Timo, 28 Jahre alt, kam zu mir mit einer Frage, die ihn beschäftigte: Warum fühlte er sich ohne eine Beziehung so unvollständig? Ich hörte den Kummer in seiner Stimme, als er mir von seiner kürzlichen Trennung erzählte. Sophie, seine Freundin, hatte ihn verlassen. Und obwohl er irgendwie wusste, dass ihre Beziehung kein langfristiges Potenzial hatte, war er dennoch erschüttert über ihr plötzliches Fehlen.
Während unseres Gesprächs wurde klar, dass Timo Schwierigkeiten hatte, alleine zu sein. Er sehnte sich ständig nach einer Beziehung, um das Gefühl der Einsamkeit zu vermeiden.
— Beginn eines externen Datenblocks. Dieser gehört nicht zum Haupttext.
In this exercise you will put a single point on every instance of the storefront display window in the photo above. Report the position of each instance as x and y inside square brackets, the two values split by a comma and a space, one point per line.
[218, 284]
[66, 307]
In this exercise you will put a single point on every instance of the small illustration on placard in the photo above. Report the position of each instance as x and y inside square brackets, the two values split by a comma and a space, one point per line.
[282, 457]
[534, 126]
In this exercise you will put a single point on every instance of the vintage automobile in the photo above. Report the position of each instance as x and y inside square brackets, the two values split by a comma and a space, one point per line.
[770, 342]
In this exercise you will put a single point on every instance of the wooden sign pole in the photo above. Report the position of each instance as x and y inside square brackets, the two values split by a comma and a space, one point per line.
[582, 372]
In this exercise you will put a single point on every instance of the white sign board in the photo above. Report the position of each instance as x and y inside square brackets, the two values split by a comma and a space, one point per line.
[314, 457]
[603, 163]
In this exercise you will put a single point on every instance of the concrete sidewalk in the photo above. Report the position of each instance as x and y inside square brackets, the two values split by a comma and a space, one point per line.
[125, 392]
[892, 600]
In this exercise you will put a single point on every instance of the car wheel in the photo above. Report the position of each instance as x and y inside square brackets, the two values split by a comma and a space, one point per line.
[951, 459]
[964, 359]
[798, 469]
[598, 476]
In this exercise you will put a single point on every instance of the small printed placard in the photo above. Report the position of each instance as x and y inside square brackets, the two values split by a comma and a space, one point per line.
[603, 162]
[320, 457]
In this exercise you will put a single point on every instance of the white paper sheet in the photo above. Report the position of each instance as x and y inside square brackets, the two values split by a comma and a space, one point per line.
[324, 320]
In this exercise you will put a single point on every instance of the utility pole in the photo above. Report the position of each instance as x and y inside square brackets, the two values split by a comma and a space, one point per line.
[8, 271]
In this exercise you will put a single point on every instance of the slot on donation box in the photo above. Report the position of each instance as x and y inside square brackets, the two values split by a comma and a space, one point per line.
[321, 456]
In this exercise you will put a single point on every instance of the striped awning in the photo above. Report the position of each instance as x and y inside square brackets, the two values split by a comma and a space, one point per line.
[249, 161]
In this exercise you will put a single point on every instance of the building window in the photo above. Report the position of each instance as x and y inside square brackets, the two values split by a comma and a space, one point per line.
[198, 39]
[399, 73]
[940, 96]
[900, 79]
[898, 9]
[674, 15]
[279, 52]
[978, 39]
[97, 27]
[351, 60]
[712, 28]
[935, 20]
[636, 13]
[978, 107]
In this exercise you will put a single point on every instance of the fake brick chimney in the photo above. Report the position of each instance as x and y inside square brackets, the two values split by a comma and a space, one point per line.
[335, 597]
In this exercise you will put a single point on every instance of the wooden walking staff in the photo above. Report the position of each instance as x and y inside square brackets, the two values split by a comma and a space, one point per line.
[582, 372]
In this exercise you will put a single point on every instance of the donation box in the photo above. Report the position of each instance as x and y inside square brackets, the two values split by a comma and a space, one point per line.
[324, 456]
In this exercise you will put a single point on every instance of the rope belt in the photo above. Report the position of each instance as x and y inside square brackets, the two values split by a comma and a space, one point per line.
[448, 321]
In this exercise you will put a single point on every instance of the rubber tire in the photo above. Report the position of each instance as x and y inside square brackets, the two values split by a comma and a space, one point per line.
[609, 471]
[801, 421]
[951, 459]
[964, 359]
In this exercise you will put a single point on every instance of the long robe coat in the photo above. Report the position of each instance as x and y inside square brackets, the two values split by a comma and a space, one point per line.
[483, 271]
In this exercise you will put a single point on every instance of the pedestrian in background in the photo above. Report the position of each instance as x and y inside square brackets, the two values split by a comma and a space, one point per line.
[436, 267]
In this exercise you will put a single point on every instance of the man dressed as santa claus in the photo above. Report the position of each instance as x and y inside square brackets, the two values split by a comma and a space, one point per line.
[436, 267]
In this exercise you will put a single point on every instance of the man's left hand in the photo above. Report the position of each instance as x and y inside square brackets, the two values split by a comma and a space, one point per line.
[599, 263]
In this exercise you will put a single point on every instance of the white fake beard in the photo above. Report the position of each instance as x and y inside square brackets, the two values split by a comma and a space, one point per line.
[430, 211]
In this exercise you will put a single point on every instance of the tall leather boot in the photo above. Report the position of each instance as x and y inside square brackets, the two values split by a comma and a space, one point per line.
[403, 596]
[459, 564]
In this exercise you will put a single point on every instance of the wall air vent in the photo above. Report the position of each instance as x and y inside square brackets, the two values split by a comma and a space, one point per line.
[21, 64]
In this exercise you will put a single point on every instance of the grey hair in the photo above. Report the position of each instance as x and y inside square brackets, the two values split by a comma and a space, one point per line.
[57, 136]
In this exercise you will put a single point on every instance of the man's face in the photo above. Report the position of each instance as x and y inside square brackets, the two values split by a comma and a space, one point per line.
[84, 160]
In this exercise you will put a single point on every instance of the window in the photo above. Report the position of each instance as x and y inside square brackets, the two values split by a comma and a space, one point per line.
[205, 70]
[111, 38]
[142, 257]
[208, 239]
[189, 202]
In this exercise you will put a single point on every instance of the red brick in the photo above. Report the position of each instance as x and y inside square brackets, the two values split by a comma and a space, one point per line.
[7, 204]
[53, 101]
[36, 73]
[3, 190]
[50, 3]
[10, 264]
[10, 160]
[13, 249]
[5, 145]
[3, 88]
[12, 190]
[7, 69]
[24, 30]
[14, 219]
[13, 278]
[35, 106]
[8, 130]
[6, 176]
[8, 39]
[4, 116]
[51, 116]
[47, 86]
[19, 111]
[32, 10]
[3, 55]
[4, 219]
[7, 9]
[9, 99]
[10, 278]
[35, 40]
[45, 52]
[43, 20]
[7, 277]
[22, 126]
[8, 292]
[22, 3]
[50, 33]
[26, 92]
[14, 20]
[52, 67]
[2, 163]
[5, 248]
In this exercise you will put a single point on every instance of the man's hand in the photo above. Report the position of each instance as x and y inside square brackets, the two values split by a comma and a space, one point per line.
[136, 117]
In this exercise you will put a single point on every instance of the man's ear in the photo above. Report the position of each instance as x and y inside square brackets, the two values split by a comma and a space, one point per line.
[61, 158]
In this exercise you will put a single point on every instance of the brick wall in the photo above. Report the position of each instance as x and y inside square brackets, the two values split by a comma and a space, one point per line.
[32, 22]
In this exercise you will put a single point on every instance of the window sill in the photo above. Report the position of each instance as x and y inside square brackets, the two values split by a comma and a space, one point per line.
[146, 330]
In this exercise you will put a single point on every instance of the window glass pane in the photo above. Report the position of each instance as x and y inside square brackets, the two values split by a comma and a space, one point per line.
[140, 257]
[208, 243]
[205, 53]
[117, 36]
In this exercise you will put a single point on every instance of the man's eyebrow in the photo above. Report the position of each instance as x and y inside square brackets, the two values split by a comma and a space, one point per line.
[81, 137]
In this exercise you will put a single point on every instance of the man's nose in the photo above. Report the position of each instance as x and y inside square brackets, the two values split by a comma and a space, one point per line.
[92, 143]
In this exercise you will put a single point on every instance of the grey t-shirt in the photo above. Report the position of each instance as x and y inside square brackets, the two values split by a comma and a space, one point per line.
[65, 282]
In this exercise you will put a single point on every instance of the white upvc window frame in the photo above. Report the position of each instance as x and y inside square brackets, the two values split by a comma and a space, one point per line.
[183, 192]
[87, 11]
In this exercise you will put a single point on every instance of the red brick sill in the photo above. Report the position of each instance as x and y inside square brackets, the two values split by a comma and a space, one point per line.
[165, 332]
Es war, als ob er seine eigene Identität nur durch die Präsenz anderer definieren konnte.
„Seit ich mich erinnern kann, war ich immer in einer Beziehung. Wenn eine endete, war ich sofort auf der Suche nach der nächsten“, erzählte er mir. Sein Bedürfnis, ständig in einer Beziehung zu sein, schien eine tiefere Ursache zu haben. Er beschrieb, wie er sich in jeder Beziehung verlor und sich stets an die Bedürfnisse und Wünsche seiner Partnerinnen anpasste. Diese neueste Trennung war mehr als nur ein weiterer Abschied; es war, als hätte er einen Teil seiner Identität verloren.
In unseren Sitzungen mit Timo kristallisierten sich zahlreiche Erkenntnisse über sein tief verwurzeltes Problem der Beziehungssucht heraus. Es wurde offensichtlich, dass Timos ständiges Bedürfnis nach einer Beziehung weniger mit echter Zuneigung zu seinen Partnerinnen zu tun hatte. Vielmehr mit dem Versuch, ein inneres Leeregefühl zu füllen. Er gestand in einem unserer Gespräche: „Ich fühle mich nur vollständig, wenn ich in einer Beziehung bin. Ohne jemanden an meiner Seite fühle ich mich wie ein verlorenes Puzzlestück.“ Diese Offenbarung war ein Wendepunkt, da sie die Kernproblematik seiner Situation beleuchtete. Timo hatte nie gelernt, alleine zu sein. Er kannte seinen wahren Wert nicht unabhängig von einer Beziehung. Er beschrieb, wie jede Trennung ihn nicht nur von einer Partnerin, sondern von einem Teil seiner selbst trennte. „Es ist, als ob ich bei jeder Trennung nicht nur die Person verliere, sondern auch ein Stück von mir“, erklärte er.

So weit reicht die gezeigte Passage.